I will slow down, gliding myself into your warm hot tight manhole and then reach over and grab your cock. I will then start stroking you, making you want to be fucked even more as you build up to your climax. My breathing gets stronger which set you off closer, I feel your cock harden, I get excited and start pounding away in your hole, thrusting my cock into like a wild man.. fucking and fucking you hole, jerking your cock, ‘Oh fuck me, fuck me harder’ you will scream to me and then you will feel my warm cum shooting out of my steel hard cock deep inside you and with that you shoot your load all over our chests. I slow the rhythm down and then stop, I let go of your cock and lay my chest onto yours, reach my tongue out to your lips, you open you mouth, we kiss.............”
“My God Pete, I want that, I want it just like that! No man has made me feel this way, I feel my body tingle all over. I have to read that again. Do it just like that, that is going to be the hottest time I have ever had, I can not wait.”
“Oh Steve, this is going to be the best, I waited so long, I am afraid and I want you so bad right now that it seems to long from now before we are together? Do you like sex in the morning? I work close to where you are and I can ‘cum’ by in the morning and wake you up.

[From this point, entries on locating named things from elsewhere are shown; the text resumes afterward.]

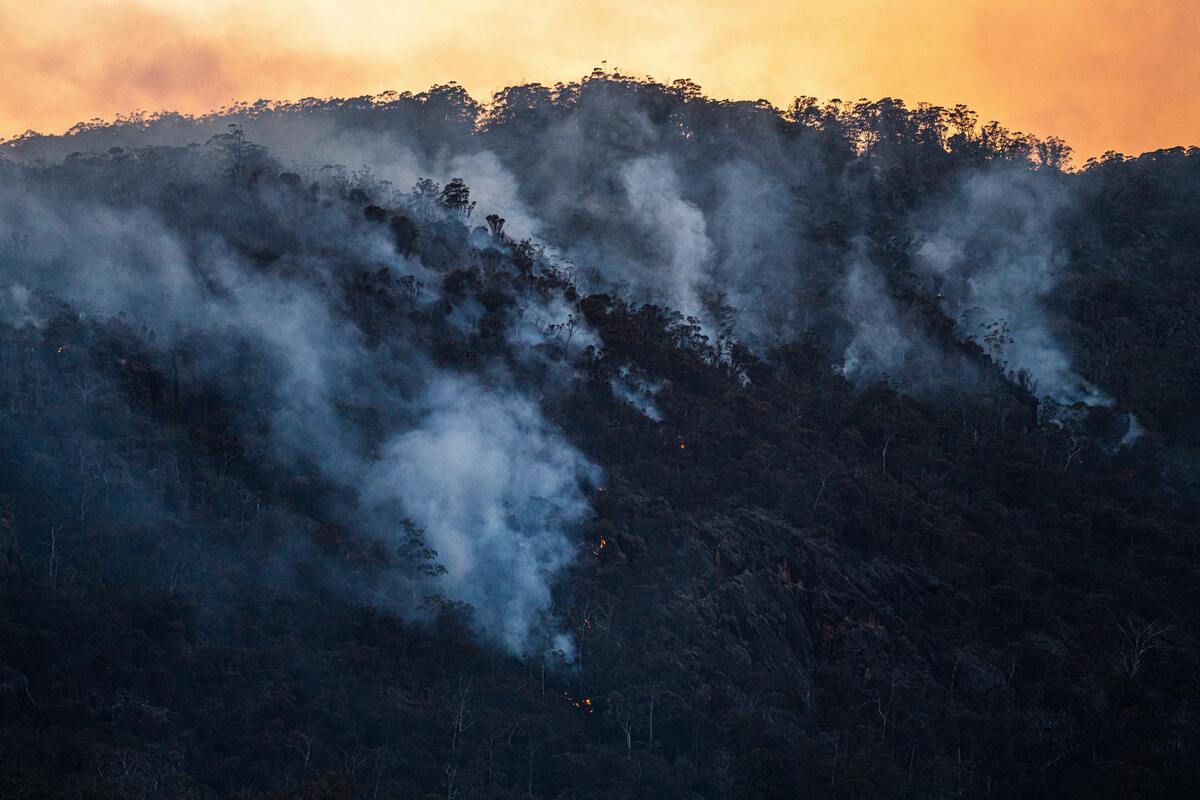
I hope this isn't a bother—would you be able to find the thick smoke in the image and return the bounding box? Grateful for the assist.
[0,143,598,652]
[366,375,599,652]
[0,77,1136,651]
[917,168,1110,405]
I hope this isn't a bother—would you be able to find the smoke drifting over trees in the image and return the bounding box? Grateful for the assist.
[0,72,1200,798]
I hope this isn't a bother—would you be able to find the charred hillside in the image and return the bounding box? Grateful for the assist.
[0,73,1200,799]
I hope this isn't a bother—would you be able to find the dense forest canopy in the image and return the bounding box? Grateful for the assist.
[0,71,1200,800]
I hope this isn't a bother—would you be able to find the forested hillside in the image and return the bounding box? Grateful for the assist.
[0,72,1200,800]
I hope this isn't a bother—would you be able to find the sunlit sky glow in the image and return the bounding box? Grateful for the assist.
[0,0,1200,162]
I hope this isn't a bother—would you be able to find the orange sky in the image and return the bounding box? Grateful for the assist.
[0,0,1200,162]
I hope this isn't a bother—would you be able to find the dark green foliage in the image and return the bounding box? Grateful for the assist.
[0,71,1200,800]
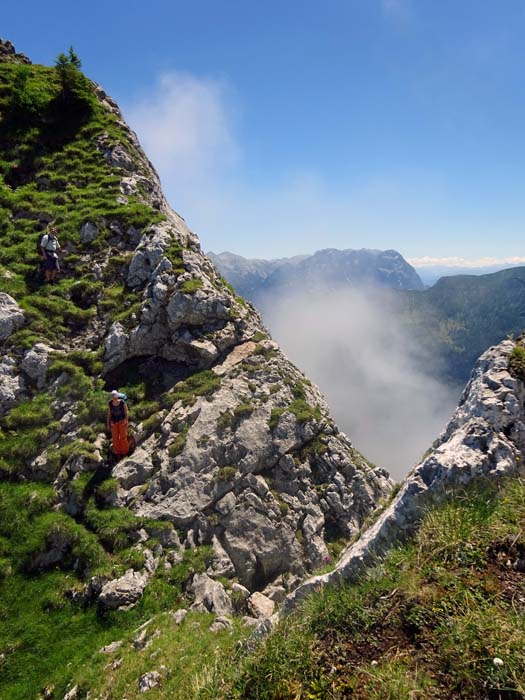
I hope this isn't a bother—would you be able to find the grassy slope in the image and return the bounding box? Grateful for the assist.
[202,480,525,700]
[400,267,525,384]
[0,58,247,700]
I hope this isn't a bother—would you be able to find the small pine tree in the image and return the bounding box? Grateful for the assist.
[55,46,82,102]
[68,46,82,70]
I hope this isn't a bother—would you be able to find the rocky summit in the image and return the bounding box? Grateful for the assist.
[0,42,391,612]
[0,41,525,700]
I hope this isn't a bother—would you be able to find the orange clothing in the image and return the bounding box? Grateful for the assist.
[111,420,129,455]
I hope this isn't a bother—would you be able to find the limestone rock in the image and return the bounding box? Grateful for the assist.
[139,671,162,693]
[0,355,25,415]
[284,340,525,612]
[190,574,233,615]
[62,685,80,700]
[100,639,124,654]
[248,591,275,618]
[0,292,25,343]
[98,569,149,610]
[210,615,233,632]
[171,608,188,625]
[113,448,155,490]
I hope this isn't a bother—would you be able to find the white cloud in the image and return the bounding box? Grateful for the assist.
[407,255,525,268]
[263,289,459,479]
[125,71,240,186]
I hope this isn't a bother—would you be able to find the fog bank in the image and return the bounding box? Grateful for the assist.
[260,289,459,479]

How about if you get me a key and I can come into the room while you sleep; I will strip and get under the blankets. I will then move my head down and start to suck your cock. You will be asleep and then start to get hard while sleeping and I am sucking your cock. Once you start to cum you will awake to cumming in my mouth, I will then move my head up to yours, kiss you and say good morning... “
“I love sex in the morning and buddy you bet you can ‘cum’ and wake me up any morning. I just can not wait, this is going to be the best trip I ever had. I wish I was going to be there longer, we have to get in as much as we can with what little time we have."
“Steve, this is going to be just as hot for me as it is for you. I have waited and wanted this for so long and I can not believe that it is almost here. I can not wait to feel our naked bodied together, touching you, holding you, feeling you, tasting you.... I just want you. Hey, have you ever been tied up before. Maybe I can take the belt from your rob and have you kneel on the floor and tie your hands behind your back and face fuck you for a while. I then will have you roll over, like almost doing a summersalt, stopping with your ass in the air. I will then stand inbetween your legs and insert my cock into you. You can watch my cock slide into your tight hot ass, inch by inch. You will see me balls start flying back and forth as I slam my cock into you, fucking you hard, wild, crazy... God, there are so many things I want to try and do, if we only had enough time ti do it in.”
As you can tell, the email were getting hotter and heavier as we went along, then the day before, my last email to him
“Steve, well I don’t know if you are going to get this or not, hope you do but please remember who to ask for when you call the store since there are two of us working there (did not give my last name to him). Then I will give them the excuse that I have to go to fix something at the other job so I will be able to spend a few hours with you, bye, have a safe trip... Pete.”
Well the day finally came, I was so nervous, I wanted to go through with this, I wanted to experience a man and I wanted to experience it with Steve. Now the hour came when the call should be made, I changed my lunch break to accommodate the forth-coming phone call, the call that never came. I waited for an hour then I took my lunch, I ran to my other job, opened up my email and nothing. I looked for the number to the hotel and see if the name he gave me was real, it was not (not that I thought it would be anyway, just hoped). This was the saddest day of my life. I wrote him an email, “what happened” and then back to work.
The rest of the weekend, and the following week was long. I emailed him when I knew he was going to be back and again asked “what happened” Still no response. I then started to cry in my messages saying that I don’t care that you did not show, that you did not call. I only know I want to still have you in my life, How could I have fallen in love over email, but I have. If I can not have you in person, then please, PLEASE, don’t leave me alone, just be my friend. I need someone in my life, I am in a bad spot, just stay with me.”
Well it did go on, we continued and boy did we work it up.